York found a chair and dragged it over. Sat. “You know, Lafe, you have a point. It’s within my power to take you at your word and send you on your way. If I did, you’d have no reason to hang around Trinidad, would you now?”
Had those eyes grown any wider, they’d have fallen out of Trammel’s head and gone rolling around on the floor.
“You got nothin’ in this town I give a good goddamn about! You spring Mrs. Trammel’s baby boy, and the ass end of my horse is the last you’ll see of me!”
York nodded slowly, as if considering the offer. “On the other hand, you’ve been traveling in the company of Alver Hollis and that fellow Landrum, may they both rest in peace or not... and of course, Hollis was a known hired gun.”
“Never proved. Never proved.”
“If I were to tell the circuit judge that you drew down on me in a gunfight you and the Preacherman and Landrum started, before witnesses... well, the only question is whether you’d get a rope or a prison cell.”
The pop eyes popped. “A rope! I didn’t kill nobody!”
York made a fatalistic click in one cheek. “You drew down on a lawman. We hang you for that in this territory.” York didn’t know if that was true, but he made it sound so.

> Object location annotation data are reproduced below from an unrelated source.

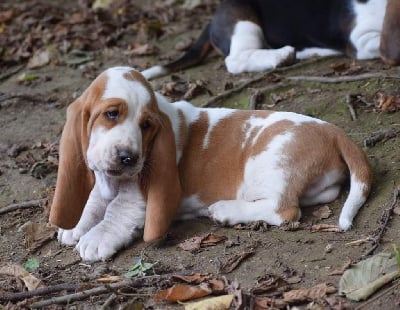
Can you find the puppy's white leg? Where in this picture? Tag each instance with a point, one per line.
(366, 33)
(92, 214)
(123, 221)
(246, 53)
(232, 212)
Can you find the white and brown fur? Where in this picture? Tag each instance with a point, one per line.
(258, 35)
(130, 160)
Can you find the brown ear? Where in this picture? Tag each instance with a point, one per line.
(74, 179)
(390, 37)
(164, 189)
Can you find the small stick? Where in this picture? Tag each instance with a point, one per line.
(377, 296)
(351, 108)
(38, 292)
(23, 205)
(341, 79)
(215, 100)
(381, 135)
(384, 220)
(109, 301)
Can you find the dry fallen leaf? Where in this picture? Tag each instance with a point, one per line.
(31, 282)
(217, 303)
(325, 228)
(196, 243)
(37, 234)
(268, 283)
(211, 239)
(141, 50)
(269, 303)
(39, 59)
(234, 261)
(195, 278)
(322, 213)
(307, 294)
(182, 292)
(342, 269)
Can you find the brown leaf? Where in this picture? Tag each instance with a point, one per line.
(141, 50)
(234, 261)
(182, 292)
(195, 278)
(308, 294)
(322, 213)
(269, 303)
(211, 239)
(39, 59)
(325, 228)
(37, 234)
(388, 103)
(217, 286)
(268, 283)
(31, 282)
(190, 244)
(342, 269)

Trammel hung onto the bars of his cell as if they were all that was holding him up. “Turn me loose, Sheriff. Turn me loose, and you won’t see hide nor hair of me again.”
York was shaking his head glumly. “I can’t have the good folks of Trinidad thinking a man can pull on me and I just let him get away with it.”

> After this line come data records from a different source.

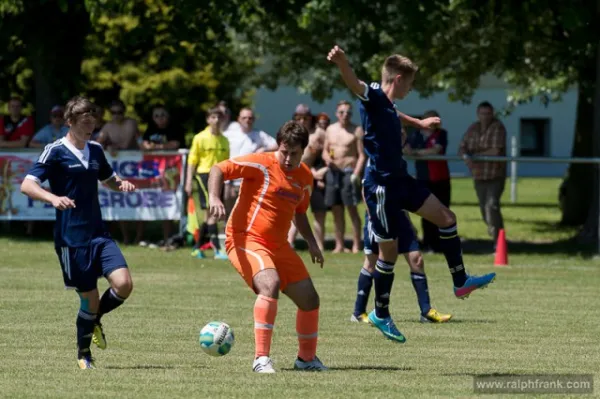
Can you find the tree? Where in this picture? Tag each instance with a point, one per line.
(184, 54)
(44, 49)
(542, 47)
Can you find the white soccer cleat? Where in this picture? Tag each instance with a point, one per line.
(313, 365)
(263, 364)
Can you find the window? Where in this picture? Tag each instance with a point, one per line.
(535, 137)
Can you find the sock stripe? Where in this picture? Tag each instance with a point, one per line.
(85, 315)
(365, 272)
(117, 297)
(417, 276)
(263, 326)
(448, 230)
(447, 237)
(307, 336)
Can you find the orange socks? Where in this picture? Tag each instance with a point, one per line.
(265, 310)
(307, 327)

Trammel shook the bars, and they rattled some. “I’m the one got shot! I didn’t get away with nothin’!”
“You are the one who got shot,” York granted, pointing a forefinger at the prisoner. “You might have been killed.”
“I might have been!”
“But you weren’t. I didn’t kill you, like I did the Preacherman. Like my deputy did Landrum. What do you make of that, Lafe?”
The goggly eyes drifted. “You... you missed?”
York grinned at him. “Really? You know my reputation. Do you really think Caleb York would miss at such close range?”
A thought worked to form, then, “You winged me on... on purpose?”
“I did.”
Trammel shook his head. “What for, Sheriff? I’da killed me in your place. It ain’t like you ain’t a killer yourself. The Preacherman said you was one right dangerous son of a... buck.”
York shrugged. “Maybe I wanted you alive.”
Trammel made a face. “Why would you want a no-good drifter like me to keep breathin’?”
“Possibly to answer a question or two.”
The prisoner’s big eyes went half lidded, like a stage curtain that couldn’t come all the way down.
York went on. “Possibly, I might trade you your freedom for some answers.”
The curtains on the eyes came down farther, leaving only a pair of skeptical slits. “I’m listenin’.”
“Good. Because I’m asking. Who was your target in town?”
Trammel’s lips flapped with escaping air. “You know the answer to that one already, Sheriff. You was! But not no more. With the Preacherman gone, I sure as hell ain’t gonna go up against you.”
“Not even bushwhacking me from around a building or crouched down in back of a barrel?”
“No, sir! You let me go, I’m gone. Nothing left but my dust.”
York nodded thoughtfully. “Okay, then. Last question. Who hired the Preacherman? Who wants me dead?”
The prisoner swallowed. “That kinda sounds like two questions.”